In this project, we used BertForTokenClassification which is included in the Transformers library by HuggingFace. This model has BERT as its base architecture, with a token classification head on top, allowing it to make predictions at the token level, rather than the sequence level. Named entity recognition is typically treated as a token classification problem.

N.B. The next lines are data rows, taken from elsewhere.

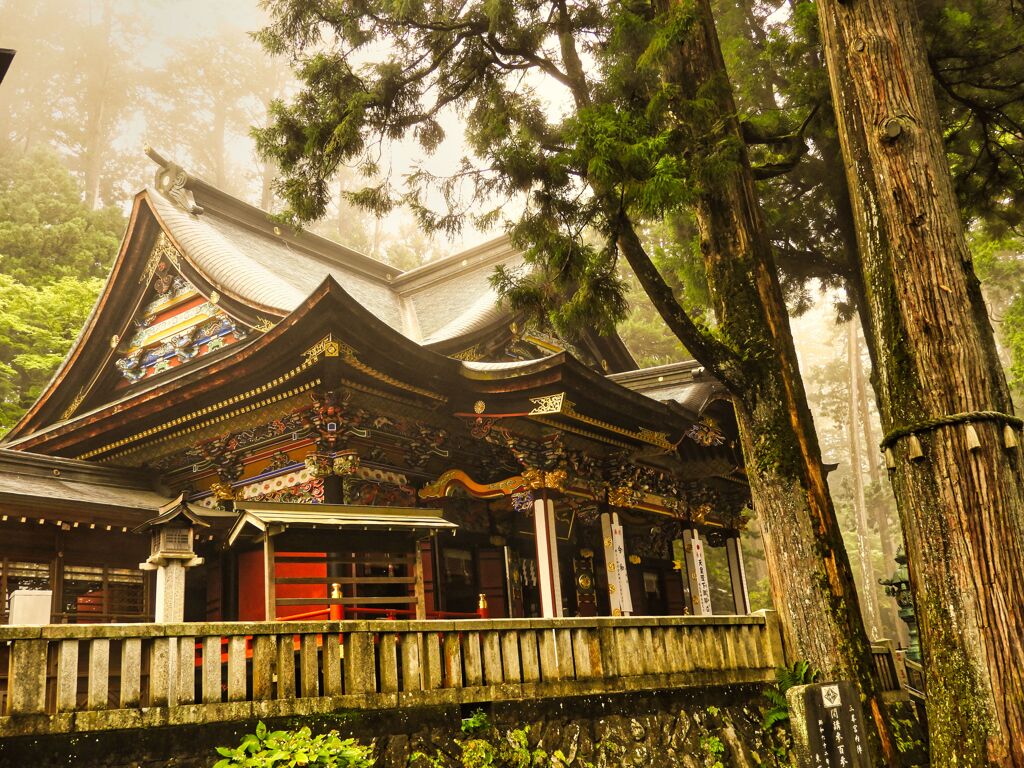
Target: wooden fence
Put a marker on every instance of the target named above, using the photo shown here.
(82, 678)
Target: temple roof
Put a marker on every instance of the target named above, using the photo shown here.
(686, 384)
(53, 483)
(248, 257)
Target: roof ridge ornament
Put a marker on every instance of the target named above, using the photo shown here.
(172, 181)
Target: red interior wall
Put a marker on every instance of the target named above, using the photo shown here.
(302, 570)
(251, 585)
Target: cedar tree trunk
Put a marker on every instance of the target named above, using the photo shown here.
(961, 501)
(811, 580)
(868, 585)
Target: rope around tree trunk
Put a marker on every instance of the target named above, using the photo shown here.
(945, 421)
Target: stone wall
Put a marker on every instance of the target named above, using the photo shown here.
(692, 728)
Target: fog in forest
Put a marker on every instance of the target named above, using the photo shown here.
(97, 80)
(94, 81)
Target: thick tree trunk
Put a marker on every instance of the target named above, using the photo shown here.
(809, 569)
(868, 582)
(962, 505)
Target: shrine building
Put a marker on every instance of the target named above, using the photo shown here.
(261, 424)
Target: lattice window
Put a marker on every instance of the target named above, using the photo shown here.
(100, 594)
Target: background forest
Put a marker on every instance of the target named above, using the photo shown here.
(95, 80)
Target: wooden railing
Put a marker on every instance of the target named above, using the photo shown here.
(899, 677)
(82, 678)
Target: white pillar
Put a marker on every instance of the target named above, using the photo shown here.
(548, 576)
(737, 576)
(170, 604)
(696, 570)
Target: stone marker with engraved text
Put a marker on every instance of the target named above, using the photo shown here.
(827, 725)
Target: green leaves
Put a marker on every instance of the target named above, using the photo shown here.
(264, 749)
(46, 232)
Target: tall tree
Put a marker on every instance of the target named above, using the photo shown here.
(81, 92)
(868, 592)
(950, 434)
(649, 125)
(54, 252)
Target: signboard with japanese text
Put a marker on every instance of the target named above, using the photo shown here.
(700, 578)
(614, 558)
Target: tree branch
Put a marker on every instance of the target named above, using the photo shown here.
(714, 354)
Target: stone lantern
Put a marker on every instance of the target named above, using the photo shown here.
(898, 586)
(172, 551)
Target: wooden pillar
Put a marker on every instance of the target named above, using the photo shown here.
(737, 576)
(269, 573)
(696, 571)
(548, 574)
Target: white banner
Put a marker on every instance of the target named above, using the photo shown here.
(626, 600)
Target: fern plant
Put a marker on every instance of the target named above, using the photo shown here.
(777, 711)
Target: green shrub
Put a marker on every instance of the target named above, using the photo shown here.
(777, 712)
(279, 749)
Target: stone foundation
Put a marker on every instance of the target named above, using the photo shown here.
(693, 728)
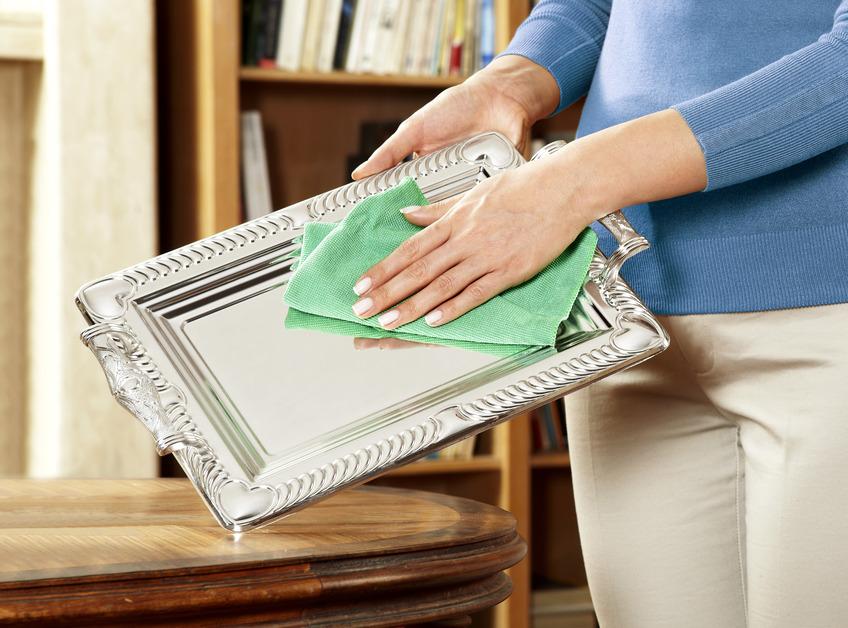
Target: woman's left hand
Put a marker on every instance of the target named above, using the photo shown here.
(497, 235)
(510, 227)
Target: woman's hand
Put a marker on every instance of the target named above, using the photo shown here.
(497, 235)
(510, 227)
(509, 95)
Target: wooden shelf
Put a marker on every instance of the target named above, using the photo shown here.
(344, 78)
(432, 467)
(550, 460)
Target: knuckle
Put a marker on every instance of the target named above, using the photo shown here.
(477, 292)
(409, 248)
(444, 283)
(419, 270)
(380, 296)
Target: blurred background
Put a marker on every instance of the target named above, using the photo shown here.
(131, 127)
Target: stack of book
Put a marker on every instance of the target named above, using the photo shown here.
(548, 424)
(398, 37)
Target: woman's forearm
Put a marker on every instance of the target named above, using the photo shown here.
(647, 159)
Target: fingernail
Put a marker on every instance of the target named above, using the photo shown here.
(362, 306)
(362, 286)
(388, 318)
(433, 317)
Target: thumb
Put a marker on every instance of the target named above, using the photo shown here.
(423, 215)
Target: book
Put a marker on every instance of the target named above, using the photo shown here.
(290, 45)
(470, 42)
(270, 32)
(458, 42)
(548, 428)
(251, 26)
(329, 35)
(564, 607)
(386, 27)
(395, 52)
(417, 39)
(343, 37)
(487, 32)
(254, 167)
(361, 18)
(372, 32)
(312, 35)
(442, 65)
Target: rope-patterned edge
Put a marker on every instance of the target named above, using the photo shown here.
(342, 197)
(197, 457)
(200, 461)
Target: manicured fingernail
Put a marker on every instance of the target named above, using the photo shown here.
(362, 306)
(433, 317)
(362, 286)
(388, 318)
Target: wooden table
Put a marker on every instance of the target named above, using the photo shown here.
(147, 551)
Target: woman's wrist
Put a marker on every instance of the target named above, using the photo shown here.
(647, 159)
(522, 81)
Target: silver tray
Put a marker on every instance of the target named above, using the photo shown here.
(266, 420)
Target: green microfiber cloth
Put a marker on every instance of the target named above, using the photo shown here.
(334, 256)
(295, 319)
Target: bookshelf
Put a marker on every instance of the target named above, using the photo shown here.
(201, 90)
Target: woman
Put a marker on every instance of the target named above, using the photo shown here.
(711, 481)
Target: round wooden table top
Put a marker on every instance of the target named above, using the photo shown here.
(147, 551)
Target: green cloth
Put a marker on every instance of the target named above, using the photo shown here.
(295, 319)
(335, 255)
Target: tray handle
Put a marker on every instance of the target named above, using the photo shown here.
(630, 242)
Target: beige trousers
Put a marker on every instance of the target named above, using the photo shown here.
(712, 481)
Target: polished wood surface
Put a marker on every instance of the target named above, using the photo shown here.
(274, 75)
(147, 551)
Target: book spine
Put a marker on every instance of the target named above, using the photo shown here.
(395, 57)
(290, 49)
(468, 43)
(455, 64)
(443, 66)
(360, 17)
(434, 45)
(314, 21)
(256, 183)
(487, 32)
(329, 35)
(251, 25)
(371, 32)
(343, 38)
(271, 27)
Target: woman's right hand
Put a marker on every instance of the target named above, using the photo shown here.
(508, 96)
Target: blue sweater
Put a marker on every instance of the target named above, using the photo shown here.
(763, 84)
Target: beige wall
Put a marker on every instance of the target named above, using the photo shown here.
(77, 201)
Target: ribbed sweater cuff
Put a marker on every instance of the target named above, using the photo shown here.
(789, 111)
(565, 40)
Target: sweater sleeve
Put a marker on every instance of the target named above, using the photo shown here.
(788, 111)
(565, 38)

  • This is a transfer learning approach, i.e. first pretraining on a large neural network in an unsupervised way, and then fine-tuning that neural network on a task of interest. In this case, BERT is a neural network pretrained on 2 tasks: masked language modeling and next sentence prediction. Now, we are going to fine-tune this network on a NER dataset. Fine-tuning is supervised learning, so this means we will need a labeled dataset.

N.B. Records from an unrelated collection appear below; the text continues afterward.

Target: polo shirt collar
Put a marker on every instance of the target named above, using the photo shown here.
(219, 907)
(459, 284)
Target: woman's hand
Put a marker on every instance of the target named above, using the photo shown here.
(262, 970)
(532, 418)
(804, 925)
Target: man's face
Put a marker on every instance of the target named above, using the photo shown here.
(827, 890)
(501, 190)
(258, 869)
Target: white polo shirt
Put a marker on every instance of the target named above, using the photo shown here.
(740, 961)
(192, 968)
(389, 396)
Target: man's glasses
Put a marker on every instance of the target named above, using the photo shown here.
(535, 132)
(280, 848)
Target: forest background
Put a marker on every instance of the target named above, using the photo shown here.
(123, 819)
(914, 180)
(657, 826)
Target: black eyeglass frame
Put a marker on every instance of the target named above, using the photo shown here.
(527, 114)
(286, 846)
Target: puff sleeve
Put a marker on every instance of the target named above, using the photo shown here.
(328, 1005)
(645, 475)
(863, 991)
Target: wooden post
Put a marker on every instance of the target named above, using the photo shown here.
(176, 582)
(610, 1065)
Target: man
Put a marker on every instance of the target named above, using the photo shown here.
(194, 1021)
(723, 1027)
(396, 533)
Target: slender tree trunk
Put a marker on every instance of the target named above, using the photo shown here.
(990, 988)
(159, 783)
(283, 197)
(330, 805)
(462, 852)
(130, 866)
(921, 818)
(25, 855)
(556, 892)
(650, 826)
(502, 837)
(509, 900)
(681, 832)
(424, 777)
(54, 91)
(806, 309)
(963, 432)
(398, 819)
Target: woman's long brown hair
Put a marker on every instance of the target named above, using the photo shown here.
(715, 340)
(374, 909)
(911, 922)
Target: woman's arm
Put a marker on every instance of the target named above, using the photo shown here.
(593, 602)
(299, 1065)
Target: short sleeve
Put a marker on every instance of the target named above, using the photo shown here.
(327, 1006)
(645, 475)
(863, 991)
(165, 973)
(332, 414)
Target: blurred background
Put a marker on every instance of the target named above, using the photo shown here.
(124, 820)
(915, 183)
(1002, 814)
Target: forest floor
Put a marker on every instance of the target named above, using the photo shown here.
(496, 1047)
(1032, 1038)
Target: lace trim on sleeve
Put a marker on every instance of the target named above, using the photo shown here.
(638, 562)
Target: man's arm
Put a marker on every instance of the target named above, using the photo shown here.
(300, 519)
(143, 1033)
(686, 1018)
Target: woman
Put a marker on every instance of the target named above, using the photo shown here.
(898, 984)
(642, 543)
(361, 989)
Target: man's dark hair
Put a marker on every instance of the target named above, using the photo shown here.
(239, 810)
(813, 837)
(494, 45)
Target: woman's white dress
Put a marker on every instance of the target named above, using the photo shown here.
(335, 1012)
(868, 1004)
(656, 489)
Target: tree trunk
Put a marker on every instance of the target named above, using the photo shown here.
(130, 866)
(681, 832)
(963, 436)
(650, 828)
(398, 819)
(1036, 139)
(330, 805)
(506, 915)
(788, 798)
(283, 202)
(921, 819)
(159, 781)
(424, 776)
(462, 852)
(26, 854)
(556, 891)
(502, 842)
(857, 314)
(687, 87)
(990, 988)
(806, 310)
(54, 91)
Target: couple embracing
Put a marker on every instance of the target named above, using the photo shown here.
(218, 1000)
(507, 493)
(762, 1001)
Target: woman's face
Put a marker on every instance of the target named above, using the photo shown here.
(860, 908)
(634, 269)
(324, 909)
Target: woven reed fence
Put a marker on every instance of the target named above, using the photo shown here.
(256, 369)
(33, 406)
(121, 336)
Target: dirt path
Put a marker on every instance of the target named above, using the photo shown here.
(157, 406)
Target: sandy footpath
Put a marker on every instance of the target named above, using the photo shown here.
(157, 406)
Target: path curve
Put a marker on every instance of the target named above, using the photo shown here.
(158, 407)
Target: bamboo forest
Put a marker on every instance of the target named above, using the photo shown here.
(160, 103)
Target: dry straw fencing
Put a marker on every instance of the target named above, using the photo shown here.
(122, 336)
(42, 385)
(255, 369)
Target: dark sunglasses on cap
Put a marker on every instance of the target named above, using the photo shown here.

If you want to know more about BERT, I suggest the following resources:

Goal:

Build an end to end pipeline for Named Entity Recognition (NER) by a pretrained Huggingface transformer, BERT and deploy to google cloud platform using Docker, CI/CD tool: CircleCI.

  • We implemented pretrained HuggingFace Transformer, BERT model bert-base-cased to predict the IOB tagging of a custom text or a custom sentence in a token level (NLP Token classification task)
  • NER is the process of identifying and classifying named entities into predefined entity categories.
  • Project structure is made with a data science project template. This template ensured modularity, reusability, and maintainability of the code. It included modules for logging, exception handling, and utilities.

Flow of End to End robust automatic pipeline:

NER_End to End_Architexture:

Downloading and preprocessing the data

Named entity recognition (NER) uses a specific annotation scheme IOB-tagging, which stands for Inside-Outside-Beginning. Each tag indicates whether the corresponding word is inside, outside or at the beginning of a specific named entity. The reason this is used is because named entities usually comprise more than 1 word.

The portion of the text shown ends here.